La femme en deuil soupira et dit : « Au début, je n'y croyais pas non plus, mais malheureusement, j'ai tout vu. Le corps de mon père a été démembré, sa tête a roulé et glissé sur le côté. Savez-vous ce que c'est que de mourir sans corps entier ? C'est ce que j'ai vécu. C'était tellement tragique… »

Le visage de Mingji se décolora soudain, et elle la fixa droit dans les yeux.

Su Xiaoying soupira et dit : « Xie Wangyi, n'en parlons plus. »

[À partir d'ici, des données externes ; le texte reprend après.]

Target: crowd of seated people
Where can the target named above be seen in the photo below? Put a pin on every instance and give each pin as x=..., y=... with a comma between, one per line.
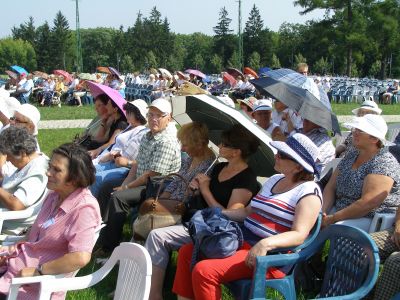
x=129, y=145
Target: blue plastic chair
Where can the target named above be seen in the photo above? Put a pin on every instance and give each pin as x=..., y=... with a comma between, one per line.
x=241, y=288
x=351, y=270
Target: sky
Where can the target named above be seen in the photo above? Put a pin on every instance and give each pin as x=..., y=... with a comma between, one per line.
x=183, y=16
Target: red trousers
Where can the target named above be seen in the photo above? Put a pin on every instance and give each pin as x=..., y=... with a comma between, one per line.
x=204, y=282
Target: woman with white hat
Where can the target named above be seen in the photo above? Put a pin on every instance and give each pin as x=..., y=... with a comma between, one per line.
x=116, y=162
x=366, y=180
x=367, y=107
x=291, y=196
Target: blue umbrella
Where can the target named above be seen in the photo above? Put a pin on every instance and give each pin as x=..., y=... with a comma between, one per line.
x=300, y=94
x=19, y=69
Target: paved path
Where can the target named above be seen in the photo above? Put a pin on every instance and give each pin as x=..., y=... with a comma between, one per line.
x=54, y=124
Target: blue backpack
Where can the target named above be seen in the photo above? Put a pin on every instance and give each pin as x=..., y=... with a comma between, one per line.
x=213, y=235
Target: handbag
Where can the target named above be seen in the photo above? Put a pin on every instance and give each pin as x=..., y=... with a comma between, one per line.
x=213, y=235
x=156, y=212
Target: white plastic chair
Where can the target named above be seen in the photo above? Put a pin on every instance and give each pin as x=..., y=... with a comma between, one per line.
x=28, y=212
x=381, y=222
x=133, y=282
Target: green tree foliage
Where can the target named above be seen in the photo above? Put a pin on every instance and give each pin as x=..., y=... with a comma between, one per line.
x=275, y=63
x=224, y=41
x=25, y=31
x=43, y=51
x=216, y=64
x=321, y=66
x=17, y=52
x=61, y=44
x=255, y=61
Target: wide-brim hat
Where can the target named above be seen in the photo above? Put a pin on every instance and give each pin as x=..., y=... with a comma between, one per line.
x=374, y=125
x=301, y=149
x=142, y=106
x=368, y=105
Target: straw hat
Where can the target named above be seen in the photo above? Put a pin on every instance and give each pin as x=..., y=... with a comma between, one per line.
x=302, y=150
x=374, y=125
x=368, y=105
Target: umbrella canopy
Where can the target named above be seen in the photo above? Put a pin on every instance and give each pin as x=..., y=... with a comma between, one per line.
x=228, y=77
x=235, y=72
x=165, y=72
x=19, y=69
x=12, y=74
x=289, y=87
x=65, y=74
x=196, y=73
x=250, y=71
x=98, y=89
x=263, y=70
x=41, y=74
x=219, y=117
x=108, y=70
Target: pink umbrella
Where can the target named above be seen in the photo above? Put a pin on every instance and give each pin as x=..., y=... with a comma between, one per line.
x=98, y=89
x=196, y=73
x=64, y=74
x=12, y=74
x=228, y=77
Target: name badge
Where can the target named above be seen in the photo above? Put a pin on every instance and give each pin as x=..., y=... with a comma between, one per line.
x=48, y=223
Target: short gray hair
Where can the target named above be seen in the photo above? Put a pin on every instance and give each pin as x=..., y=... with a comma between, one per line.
x=16, y=141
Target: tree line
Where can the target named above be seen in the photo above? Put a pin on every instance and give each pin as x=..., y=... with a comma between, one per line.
x=354, y=38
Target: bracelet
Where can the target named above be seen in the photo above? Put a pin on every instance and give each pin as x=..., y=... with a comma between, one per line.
x=40, y=269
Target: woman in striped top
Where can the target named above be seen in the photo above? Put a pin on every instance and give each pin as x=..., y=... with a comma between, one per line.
x=280, y=215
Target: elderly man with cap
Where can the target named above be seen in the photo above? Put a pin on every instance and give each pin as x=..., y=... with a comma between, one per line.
x=367, y=107
x=159, y=154
x=262, y=115
x=24, y=88
x=115, y=163
x=321, y=138
x=366, y=180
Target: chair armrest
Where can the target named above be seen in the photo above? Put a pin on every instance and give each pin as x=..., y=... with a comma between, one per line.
x=263, y=263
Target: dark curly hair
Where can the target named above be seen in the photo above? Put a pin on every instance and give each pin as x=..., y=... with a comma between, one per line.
x=16, y=141
x=238, y=137
x=80, y=167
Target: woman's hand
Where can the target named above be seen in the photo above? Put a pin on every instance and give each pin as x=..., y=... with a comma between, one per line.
x=203, y=181
x=94, y=153
x=121, y=161
x=396, y=237
x=28, y=272
x=327, y=220
x=259, y=249
x=105, y=158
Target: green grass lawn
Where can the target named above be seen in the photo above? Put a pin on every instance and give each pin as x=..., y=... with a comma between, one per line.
x=51, y=138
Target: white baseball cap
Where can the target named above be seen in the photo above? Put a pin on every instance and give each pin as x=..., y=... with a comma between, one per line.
x=374, y=125
x=162, y=105
x=368, y=105
x=262, y=104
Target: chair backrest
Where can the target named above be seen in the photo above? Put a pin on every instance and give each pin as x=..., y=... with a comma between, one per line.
x=134, y=274
x=353, y=261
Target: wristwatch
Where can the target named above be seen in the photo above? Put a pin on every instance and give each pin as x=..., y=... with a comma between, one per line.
x=40, y=269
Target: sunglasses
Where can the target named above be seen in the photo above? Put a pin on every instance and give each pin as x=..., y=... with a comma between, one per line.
x=284, y=156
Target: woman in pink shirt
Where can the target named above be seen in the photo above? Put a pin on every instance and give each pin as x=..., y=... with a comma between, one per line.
x=62, y=238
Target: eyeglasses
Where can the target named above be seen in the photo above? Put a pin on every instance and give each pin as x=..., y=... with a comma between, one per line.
x=284, y=156
x=18, y=121
x=155, y=116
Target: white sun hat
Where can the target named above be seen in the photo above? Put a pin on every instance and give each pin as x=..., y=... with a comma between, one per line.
x=302, y=150
x=374, y=125
x=368, y=105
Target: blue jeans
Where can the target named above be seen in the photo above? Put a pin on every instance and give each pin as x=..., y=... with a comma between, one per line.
x=107, y=171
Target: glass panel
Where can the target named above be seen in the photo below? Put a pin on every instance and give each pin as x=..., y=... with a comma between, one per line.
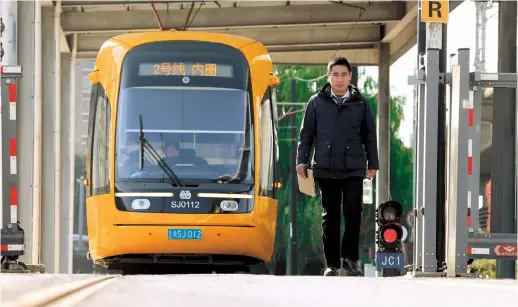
x=199, y=131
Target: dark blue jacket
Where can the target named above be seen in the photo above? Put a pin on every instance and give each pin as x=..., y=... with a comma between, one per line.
x=343, y=136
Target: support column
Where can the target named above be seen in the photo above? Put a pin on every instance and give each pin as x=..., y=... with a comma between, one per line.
x=417, y=232
x=67, y=179
x=440, y=246
x=504, y=136
x=383, y=125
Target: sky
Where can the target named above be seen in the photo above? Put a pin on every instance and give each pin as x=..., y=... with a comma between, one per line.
x=461, y=34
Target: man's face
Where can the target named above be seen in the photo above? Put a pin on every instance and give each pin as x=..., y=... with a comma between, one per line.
x=339, y=77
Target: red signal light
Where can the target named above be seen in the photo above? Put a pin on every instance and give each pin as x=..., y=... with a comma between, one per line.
x=390, y=235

Xie Wangyi a ri et a dit : « Comment pourrais-je ne pas te le dire ? Si je ne te le dis pas, comment ma petite sœur saura-t-elle comment le Manoir de la Demi-Cuillère a été détruit ? »

Les belles lèvres de Mingji devinrent extrêmement pâles et tremblèrent légèrement. Après un long moment, elle finit par dire : « Qu'as-tu dit ? Le Manoir de la Demi-Cuillère est détruit… »

Xie Wangyi rit : « Tout le monde est mort, il ne reste qu'un manoir vide. Ce n'est pas très intéressant, n'est-ce pas ? Cet incendie était immense ; il a brûlé toute la nuit et ne s'est toujours pas éteint, haha, haha… »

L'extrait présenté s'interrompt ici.